Monday, June 18th, 2007

This news item says that there are more than a million downloads of Safari web browser for Windows. I am not surprised. I am one of those enthusiasts and downloaded this browser for my dual boot (Solaris/Vista) laptop. In fact, the only two downloads from the Vista boot are Firefox and Safari.

My personal preference? Mozilla because my desktop is Open Solaris and I prefer open sourced products. Just by comparision on a windows box, here are my personal rankings:

  1. Safari
  2. Firefox 2.x
  3. IE 7

For example, my blog rendered best with default settings on Safari. Next best is Mozilla. It was great to watch iPhone pages on Safari.

On Mentoring and SEED

Monday, June 18th, 2007

Nature magazine recently published an very good article titled “Nature’s guide to mentoring.” This article outlines the key benefits of mentoring programs like Sun’s SEED program.

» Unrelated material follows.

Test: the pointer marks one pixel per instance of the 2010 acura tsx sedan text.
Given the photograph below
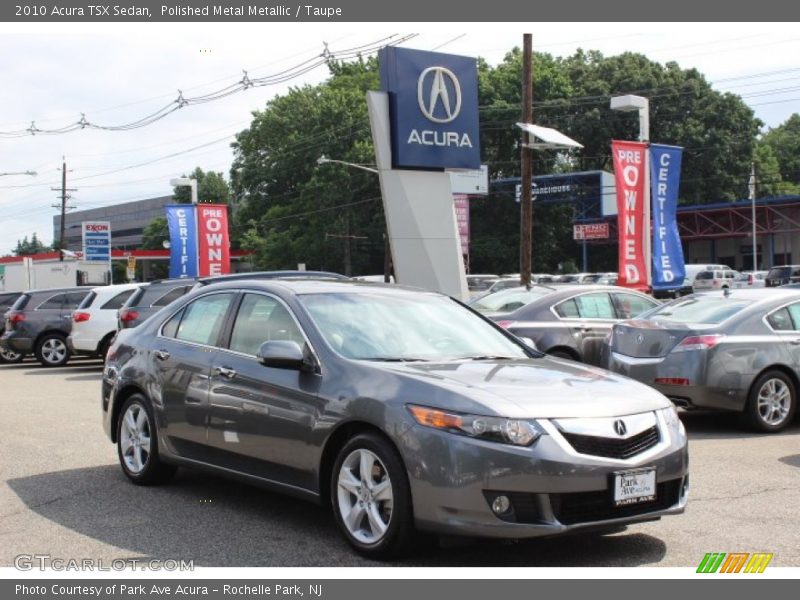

The article talks about the benefits of mentoring in research and scientific community. The same benefits can be extrapolated to thought leadership in industry research, product development and engineering processes. SEED essentially does the same thing. The engineering community at Sun contributes to research, development and engineering processes at/from Sun. As part of the SEED program, selected engineering community members are paired up with mentors to improve their growth potential. As a result, the quality of the engineering community keeps on improving at Sun. This has a long term positive impact on Sun’s innovations and product lines.

Interesting thoughts

Friday, June 15th, 2007

Interesting read of the thoughts from Linus and Jonathan.

New Curriki and its Blog interface

Thursday, June 14th, 2007

Curriki has a new and updated wiki look and content. Now they have a blog interface for the members. I just checked the interface and added my first blog entry on Curriki.

The site looks better now.

SEED Participants Selected

Thursday, June 14th, 2007

Katy announced SEED participant selections for the upcoming SEED terms. SEED Program, in a nutshell, is Sun’s worldwide employee mentoring program. Out of 69 selections announced worldwide, Sun’s India Engineering Center at Bangalore bagged selections.

Over a period of 6-12 months, these participants are paired up with best leadership minds in the company. A formal progress tracking mechanism is established by Katy. Our past experiences tell that the formal duration of the program is usually the start of the relationship and the mentors and mentees continue to work together beyond the formal tenure.

Congratulations to the new participants!